The Home Office confirmed in January 2026 that illegal working raids and arrests are at their highest level in UK history. Between July 2024 and December 2025, the number of raids increased by 77% and arrests rose by 83%. These are not numbers from a gradual upward trend. They represent a deliberate and sustained enforcement posture from a government that has made illegal working a priority.

The construction sector has been hit particularly hard, with over 200 immigration enforcement visits in just nine months of 2025 resulting in nearly 500 arrests and £4.9 million in civil penalties issued to construction companies alone. But enforcement is spreading across every sector.

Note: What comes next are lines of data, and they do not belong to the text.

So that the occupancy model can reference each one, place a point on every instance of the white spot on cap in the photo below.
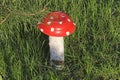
(68, 20)
(52, 29)
(41, 30)
(60, 22)
(49, 22)
(74, 24)
(51, 17)
(67, 33)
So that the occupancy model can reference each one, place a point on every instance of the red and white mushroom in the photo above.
(57, 25)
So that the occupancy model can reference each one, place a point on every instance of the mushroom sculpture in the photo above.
(57, 25)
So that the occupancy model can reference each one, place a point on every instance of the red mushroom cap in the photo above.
(57, 24)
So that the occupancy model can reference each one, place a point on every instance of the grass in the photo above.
(91, 53)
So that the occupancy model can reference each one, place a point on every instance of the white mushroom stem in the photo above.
(56, 50)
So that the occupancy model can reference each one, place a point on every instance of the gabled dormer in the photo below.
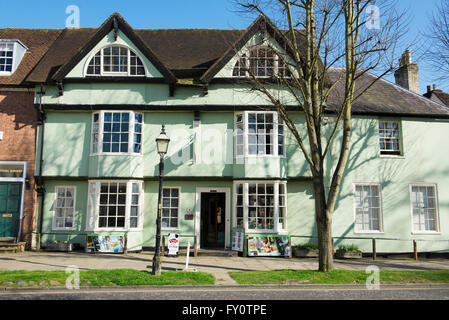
(114, 52)
(11, 54)
(262, 50)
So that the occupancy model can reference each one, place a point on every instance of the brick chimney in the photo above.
(407, 74)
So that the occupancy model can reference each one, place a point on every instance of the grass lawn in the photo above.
(337, 277)
(115, 277)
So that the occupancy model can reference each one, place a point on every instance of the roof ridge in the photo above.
(401, 88)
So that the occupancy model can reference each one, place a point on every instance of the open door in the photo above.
(213, 226)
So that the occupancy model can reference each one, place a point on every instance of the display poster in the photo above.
(237, 241)
(105, 243)
(173, 244)
(268, 245)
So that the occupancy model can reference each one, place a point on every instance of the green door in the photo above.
(10, 199)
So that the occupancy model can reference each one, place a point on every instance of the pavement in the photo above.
(219, 266)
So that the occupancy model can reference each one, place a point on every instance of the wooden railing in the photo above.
(373, 242)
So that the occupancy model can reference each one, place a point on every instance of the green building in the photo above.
(232, 164)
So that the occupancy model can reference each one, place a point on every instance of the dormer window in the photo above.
(11, 53)
(115, 61)
(262, 62)
(6, 56)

If you are in hospitality, healthcare, logistics, security, care or professional services, the chances of your organisation receiving an unannounced visit are higher now than they have ever been.

The financial exposure is also higher than many employers realise. Civil penalties now reach £45,000 per illegal worker for a first breach, rising to £60,000 per worker for repeat breaches. These are not theoretical maximums. They are the figures the Home Office is applying.

The legal foundation every employer needs to understand

The right to work checking regime sits under the Immigration, Asylum and Nationality Act 2006. Every employer in the UK, regardless of size, sector or location, is legally required to check that each person they employ has the right to work before employment begins.

The law is deliberately straightforward in principle: you carry out the prescribed check, you retain the evidence, and if it later emerges that someone was working illegally, you have a statutory excuse against civil liability. If you did not carry out the prescribed check, or you carried it out incorrectly, that protection disappears entirely.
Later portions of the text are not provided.